Law & the Courts

A Man Serving a Mandatory-Minimum Sentence for a Nonviolent Drug Offense Is Freed

A guard tower at Corcoran State Prison in Corcoran, Calif., in 2013. (Robert Galbraith/Reuters)
But he should never have been sentenced so harshly.

A Tennessee man has been freed after serving eleven years of a 17-year sentence for a first-time drug offense — but he should have never been sentenced to so many years in prison in the first place.

Calvin Bryant was sentenced to 17 years — 15 of them mandatory — because of Tennessee’s drug-free-school laws, according to an article in Reason. He was arrested back in 2008 for selling ecstasy and other pills out of his apartment in Nashville to a confidential informant. This crime normally would have resulted in a sentence of at least two and a half years, but because Bryant happened to live within 1,000 feet of an elementary school, his sentence was automatically ramped up — placing his crime in the same class as second-degree murder or rape.

Thankfully, Davidson County district attorney Glenn Funk was able to convince the Tennessee Attorney General’s Office to let Bryant plead guilty to a reduced charge and be released on time served.
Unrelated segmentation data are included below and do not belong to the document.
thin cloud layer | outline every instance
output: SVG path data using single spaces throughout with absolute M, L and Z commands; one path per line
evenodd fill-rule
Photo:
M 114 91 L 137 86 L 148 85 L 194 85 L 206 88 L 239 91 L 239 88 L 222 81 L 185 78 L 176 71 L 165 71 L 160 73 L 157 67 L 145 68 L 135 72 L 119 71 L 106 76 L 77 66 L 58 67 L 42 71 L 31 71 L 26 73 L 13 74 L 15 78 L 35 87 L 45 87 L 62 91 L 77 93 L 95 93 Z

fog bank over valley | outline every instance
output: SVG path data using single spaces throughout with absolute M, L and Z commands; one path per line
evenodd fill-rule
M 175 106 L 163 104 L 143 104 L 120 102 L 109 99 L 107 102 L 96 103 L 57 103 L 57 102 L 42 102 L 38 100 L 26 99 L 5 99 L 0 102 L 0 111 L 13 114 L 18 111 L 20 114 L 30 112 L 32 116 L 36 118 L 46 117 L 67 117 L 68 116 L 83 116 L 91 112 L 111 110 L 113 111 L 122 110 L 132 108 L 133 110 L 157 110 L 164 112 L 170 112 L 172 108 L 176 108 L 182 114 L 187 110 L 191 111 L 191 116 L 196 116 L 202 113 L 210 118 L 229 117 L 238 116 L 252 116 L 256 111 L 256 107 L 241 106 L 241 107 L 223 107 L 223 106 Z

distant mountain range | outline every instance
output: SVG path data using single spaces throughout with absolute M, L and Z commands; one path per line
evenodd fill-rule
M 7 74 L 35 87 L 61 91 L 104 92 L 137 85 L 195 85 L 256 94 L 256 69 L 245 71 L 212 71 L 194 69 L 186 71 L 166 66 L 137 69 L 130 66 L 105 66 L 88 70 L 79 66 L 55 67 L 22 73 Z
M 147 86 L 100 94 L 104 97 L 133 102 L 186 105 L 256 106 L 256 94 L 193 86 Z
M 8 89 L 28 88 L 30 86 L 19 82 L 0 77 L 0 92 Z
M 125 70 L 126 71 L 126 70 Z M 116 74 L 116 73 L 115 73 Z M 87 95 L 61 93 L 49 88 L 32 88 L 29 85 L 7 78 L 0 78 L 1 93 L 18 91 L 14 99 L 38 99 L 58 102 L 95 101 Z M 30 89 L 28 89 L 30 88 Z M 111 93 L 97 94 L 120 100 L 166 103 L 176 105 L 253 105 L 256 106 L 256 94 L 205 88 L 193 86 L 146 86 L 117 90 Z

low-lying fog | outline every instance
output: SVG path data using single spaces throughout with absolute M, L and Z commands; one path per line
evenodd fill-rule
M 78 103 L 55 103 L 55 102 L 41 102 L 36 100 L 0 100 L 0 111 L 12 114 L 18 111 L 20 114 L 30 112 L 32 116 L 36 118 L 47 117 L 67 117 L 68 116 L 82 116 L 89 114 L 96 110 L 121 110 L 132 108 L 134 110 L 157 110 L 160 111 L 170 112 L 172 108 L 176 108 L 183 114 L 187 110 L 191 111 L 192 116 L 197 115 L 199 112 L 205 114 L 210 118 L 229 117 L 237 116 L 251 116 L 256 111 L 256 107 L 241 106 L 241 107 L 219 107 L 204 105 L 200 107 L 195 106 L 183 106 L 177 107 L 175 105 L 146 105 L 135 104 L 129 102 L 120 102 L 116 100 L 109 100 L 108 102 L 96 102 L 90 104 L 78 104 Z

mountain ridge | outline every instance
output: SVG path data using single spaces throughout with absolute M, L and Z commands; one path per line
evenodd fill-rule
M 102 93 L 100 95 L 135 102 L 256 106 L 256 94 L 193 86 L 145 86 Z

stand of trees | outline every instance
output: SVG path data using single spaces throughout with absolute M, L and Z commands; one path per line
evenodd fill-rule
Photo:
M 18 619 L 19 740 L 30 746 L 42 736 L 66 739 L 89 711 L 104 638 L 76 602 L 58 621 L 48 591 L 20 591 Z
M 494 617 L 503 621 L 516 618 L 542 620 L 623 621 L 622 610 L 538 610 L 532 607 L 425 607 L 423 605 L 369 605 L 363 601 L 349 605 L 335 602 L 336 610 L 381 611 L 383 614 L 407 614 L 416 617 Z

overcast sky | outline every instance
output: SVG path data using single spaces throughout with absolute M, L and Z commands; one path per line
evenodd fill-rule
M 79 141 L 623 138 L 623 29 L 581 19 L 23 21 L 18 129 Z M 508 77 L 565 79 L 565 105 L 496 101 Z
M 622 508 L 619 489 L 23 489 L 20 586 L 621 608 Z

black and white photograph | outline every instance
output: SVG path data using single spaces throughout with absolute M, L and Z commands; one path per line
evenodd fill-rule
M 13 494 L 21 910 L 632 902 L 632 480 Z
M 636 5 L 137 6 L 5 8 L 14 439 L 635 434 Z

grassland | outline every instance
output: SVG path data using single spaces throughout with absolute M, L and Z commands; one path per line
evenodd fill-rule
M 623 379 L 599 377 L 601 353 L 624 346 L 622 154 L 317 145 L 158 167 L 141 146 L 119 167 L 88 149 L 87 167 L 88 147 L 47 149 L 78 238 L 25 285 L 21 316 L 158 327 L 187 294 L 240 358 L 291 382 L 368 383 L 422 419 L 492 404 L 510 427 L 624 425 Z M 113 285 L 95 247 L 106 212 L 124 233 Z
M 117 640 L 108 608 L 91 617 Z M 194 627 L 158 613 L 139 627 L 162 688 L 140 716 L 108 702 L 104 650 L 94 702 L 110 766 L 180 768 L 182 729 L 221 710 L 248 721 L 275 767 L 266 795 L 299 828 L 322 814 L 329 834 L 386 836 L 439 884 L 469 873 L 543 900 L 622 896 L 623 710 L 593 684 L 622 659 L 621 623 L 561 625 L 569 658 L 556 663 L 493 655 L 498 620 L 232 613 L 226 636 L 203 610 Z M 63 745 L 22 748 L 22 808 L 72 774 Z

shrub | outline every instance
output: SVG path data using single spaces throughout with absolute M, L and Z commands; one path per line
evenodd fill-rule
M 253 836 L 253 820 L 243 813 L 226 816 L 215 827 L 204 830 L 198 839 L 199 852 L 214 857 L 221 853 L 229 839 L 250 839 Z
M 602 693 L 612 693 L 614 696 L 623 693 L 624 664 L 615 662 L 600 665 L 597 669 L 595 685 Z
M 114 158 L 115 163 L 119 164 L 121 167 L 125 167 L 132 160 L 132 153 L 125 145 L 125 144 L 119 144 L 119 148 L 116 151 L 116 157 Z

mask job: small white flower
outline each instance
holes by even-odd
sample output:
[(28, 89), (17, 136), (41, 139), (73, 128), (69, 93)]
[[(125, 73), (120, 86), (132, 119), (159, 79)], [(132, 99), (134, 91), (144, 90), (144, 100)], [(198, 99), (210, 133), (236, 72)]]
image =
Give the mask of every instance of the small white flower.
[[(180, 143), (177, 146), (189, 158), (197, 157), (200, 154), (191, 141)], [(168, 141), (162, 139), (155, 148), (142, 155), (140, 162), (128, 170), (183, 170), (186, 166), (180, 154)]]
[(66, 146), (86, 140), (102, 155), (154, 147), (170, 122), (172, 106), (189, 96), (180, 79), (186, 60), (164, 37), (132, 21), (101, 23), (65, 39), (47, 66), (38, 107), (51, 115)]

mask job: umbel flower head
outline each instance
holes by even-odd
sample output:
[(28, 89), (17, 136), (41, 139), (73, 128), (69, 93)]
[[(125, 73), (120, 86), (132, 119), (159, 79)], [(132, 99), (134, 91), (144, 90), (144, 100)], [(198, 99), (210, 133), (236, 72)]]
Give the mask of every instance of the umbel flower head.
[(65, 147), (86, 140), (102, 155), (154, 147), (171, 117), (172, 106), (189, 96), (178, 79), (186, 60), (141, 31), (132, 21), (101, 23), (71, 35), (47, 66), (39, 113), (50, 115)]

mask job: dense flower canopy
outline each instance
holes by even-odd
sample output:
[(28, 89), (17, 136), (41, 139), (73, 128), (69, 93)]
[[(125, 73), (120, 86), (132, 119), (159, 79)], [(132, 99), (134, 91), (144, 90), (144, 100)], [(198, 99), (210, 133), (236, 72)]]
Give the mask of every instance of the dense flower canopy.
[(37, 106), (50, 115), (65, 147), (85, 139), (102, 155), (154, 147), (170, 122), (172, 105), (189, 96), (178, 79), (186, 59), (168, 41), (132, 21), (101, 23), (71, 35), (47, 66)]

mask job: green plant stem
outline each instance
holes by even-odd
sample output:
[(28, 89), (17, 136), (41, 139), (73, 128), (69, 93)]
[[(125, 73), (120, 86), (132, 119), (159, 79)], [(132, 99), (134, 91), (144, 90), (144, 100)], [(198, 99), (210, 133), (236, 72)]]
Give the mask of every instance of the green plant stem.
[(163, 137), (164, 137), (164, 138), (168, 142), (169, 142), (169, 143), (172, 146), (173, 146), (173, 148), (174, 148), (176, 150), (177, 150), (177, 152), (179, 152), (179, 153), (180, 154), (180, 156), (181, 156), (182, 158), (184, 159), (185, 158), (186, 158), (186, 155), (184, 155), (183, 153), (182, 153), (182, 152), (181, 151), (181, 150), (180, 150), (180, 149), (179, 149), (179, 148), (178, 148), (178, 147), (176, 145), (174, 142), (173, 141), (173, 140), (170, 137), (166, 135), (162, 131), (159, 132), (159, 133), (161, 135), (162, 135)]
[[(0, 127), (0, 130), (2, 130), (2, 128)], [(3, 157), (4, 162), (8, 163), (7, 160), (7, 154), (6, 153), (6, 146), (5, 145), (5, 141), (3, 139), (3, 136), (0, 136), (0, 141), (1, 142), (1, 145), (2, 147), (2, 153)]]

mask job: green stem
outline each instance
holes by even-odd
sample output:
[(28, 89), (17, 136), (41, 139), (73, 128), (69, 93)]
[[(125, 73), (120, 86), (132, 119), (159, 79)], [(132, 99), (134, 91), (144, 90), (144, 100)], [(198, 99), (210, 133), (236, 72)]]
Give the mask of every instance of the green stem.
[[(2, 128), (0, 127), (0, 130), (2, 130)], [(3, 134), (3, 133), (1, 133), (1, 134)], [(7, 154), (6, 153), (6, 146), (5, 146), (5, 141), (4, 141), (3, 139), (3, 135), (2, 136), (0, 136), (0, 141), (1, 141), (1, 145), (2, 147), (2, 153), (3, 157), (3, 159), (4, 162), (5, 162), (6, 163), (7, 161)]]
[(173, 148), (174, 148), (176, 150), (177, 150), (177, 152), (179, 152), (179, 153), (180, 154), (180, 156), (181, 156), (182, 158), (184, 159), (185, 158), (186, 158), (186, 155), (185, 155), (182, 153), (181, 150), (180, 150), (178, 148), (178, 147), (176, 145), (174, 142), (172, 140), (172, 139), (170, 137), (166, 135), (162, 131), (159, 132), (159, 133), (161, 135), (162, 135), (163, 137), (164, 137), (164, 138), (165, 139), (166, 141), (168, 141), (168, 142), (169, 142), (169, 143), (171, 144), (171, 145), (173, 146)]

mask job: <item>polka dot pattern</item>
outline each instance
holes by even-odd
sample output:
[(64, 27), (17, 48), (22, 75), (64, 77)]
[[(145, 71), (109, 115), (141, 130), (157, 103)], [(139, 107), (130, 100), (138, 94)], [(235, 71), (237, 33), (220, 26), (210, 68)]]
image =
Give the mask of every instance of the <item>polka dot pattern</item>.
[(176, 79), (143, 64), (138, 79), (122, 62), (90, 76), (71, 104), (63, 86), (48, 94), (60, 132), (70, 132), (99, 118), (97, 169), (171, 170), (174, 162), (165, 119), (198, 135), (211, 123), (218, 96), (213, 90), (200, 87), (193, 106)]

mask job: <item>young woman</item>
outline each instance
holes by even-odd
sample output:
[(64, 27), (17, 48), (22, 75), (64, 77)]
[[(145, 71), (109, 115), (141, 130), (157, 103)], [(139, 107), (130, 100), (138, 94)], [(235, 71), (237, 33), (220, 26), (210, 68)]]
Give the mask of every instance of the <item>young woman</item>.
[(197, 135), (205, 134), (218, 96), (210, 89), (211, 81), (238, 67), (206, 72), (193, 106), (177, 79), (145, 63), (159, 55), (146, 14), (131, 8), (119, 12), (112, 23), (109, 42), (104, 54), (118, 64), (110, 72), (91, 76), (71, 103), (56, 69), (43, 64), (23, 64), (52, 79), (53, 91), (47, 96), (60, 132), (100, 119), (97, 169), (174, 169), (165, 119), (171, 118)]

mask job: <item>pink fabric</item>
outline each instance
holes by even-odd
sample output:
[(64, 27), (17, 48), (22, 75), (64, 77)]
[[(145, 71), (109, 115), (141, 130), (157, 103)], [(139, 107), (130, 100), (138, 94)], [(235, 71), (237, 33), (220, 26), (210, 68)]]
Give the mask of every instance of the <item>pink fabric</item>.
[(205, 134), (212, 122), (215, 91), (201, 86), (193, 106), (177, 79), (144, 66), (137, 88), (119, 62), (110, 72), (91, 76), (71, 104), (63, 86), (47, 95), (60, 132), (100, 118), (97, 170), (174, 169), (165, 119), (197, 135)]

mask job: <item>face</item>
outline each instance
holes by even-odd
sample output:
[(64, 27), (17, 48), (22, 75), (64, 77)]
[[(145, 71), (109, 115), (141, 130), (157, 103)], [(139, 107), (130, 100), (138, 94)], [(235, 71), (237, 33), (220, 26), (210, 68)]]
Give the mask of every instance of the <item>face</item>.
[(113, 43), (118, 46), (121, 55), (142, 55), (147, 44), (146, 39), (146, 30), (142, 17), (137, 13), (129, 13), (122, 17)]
This is definitely a good thing, but I don’t think that any reasonable person could argue that the punishment that was originally doled out was anything but completely unwarranted given his crimes.

As Funk explained to Reason, “drug-free zones” actually make up a huge amount of Tennessee geographically:

In places like Nashville, almost the entire city is a drug-free zone. Every church has day care, and they are a part of drug-free zones. Also, public parks and seven or eight other places are included in this classification. And almost everybody who has driven a car has driven through a school zone. What we had essentially done, unwittingly, was increased drug penalties to equal murder penalties without having any real basis for protecting kids while they’re in school.

Thankfully, the district attorney’s office under Funk (who was elected in 2014) has a policy of not charging people with this enhancement unless minors were actually involved. This is a good thing. It’s obviously far worse to sell drugs to children than it is to sell drugs to consenting adults (which is presumably what these laws were intending to punish) but the idea of drug-free “zones” is, in general, ridiculous. You shouldn’t be punished because of laws that are aimed at stopping people from hurting children if you are not actually hurting any children. Essentially, punishing Bryant in this way amounted to punishing him for a crime he didn’t even really commit.

As a libertarian, I believe that all drugs should be legal for adults. After all, in a truly free country, we would all have the freedom to decide what we do and do not choose to put into our own bodies. What’s more, making drugs legal would eliminate a lot of the violence that communities now experience due to people buying and selling them in the black market. At the very least, however, draconian laws such as the ones that unfairly took so much of Bryant’s life away should be discarded nationwide — and stay discarded. If you’re not selling drugs to children, you should never have to worry about being punished as if you were selling drugs to children. It’s true: Selling ecstasy a few blocks away from some kids does nothing to harm them, because you actually cannot get high from being in the same neighborhood as a pill. It’s as simple as that.

Mandatory-minimum sentencing really has to go also. Every situation is different, and judges should be able to have the freedom to use their own discretion to treat each individual situation accordingly. There should never be an instance where a judge has no choice but to sentence someone to more time than that judge thinks is necessary because of these laws. We are talking about people’s lives here, after all. No one should have to be separated for more than a decade from his loved ones because of a single nonviolent mistake involving consenting adults only — and it’s far past time for our justice system to recognize that.